Il y a une autre facette à mentionner : au-delà des avions et des générateurs, Rolls-Royce s'engage sérieusement dans l'énergie nucléaire. En juin dernier, ils ont été choisis comme constructeur principal des tout premiers petits réacteurs nucléaires modulaires de Grande-Bretagne à Wylfa, dans le nord du Pays de Galles, un projet soutenu par un financement gouvernemental substantiel totalisant pas moins de 2,5 milliards de livres sterling. Bien que les retours commerciaux soient prévus dans les cinq ans selon les directives de l'entreprise (les obstacles réglementaires subsistent), cela marque un virage sérieux vers des solutions énergétiques de nouvelle génération.

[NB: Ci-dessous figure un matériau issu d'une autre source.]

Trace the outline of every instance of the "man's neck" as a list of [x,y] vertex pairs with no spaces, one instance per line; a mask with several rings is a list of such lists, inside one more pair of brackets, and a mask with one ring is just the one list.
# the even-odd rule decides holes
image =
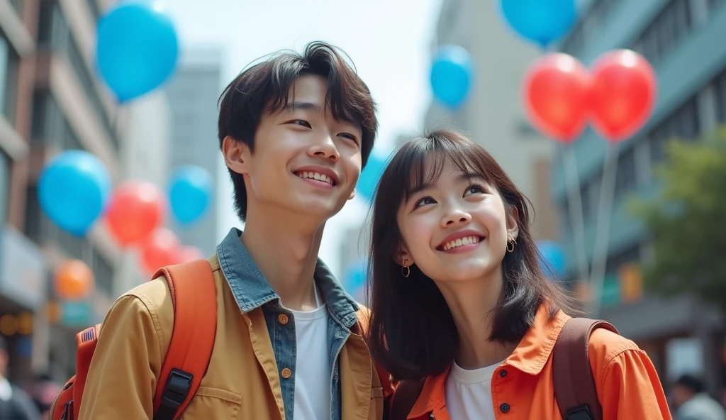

Les investisseurs ont clairement apprécié ce qu'ils ont entendu, l'action a bondi de près de 7 % juste après la publication de ces résultats, donnant au FTSE 100 de Londres une impulsion supplémentaire vers un territoire record. Tout bien considéré.

C'est une belle histoire de redressement par rapport aux plus bas de l'ère pandémique, lorsque le trafic aérien international s'est littéralement effondré et que les pressions financières se sont rapidement accumulées sur le bilan de Rolls-Royce.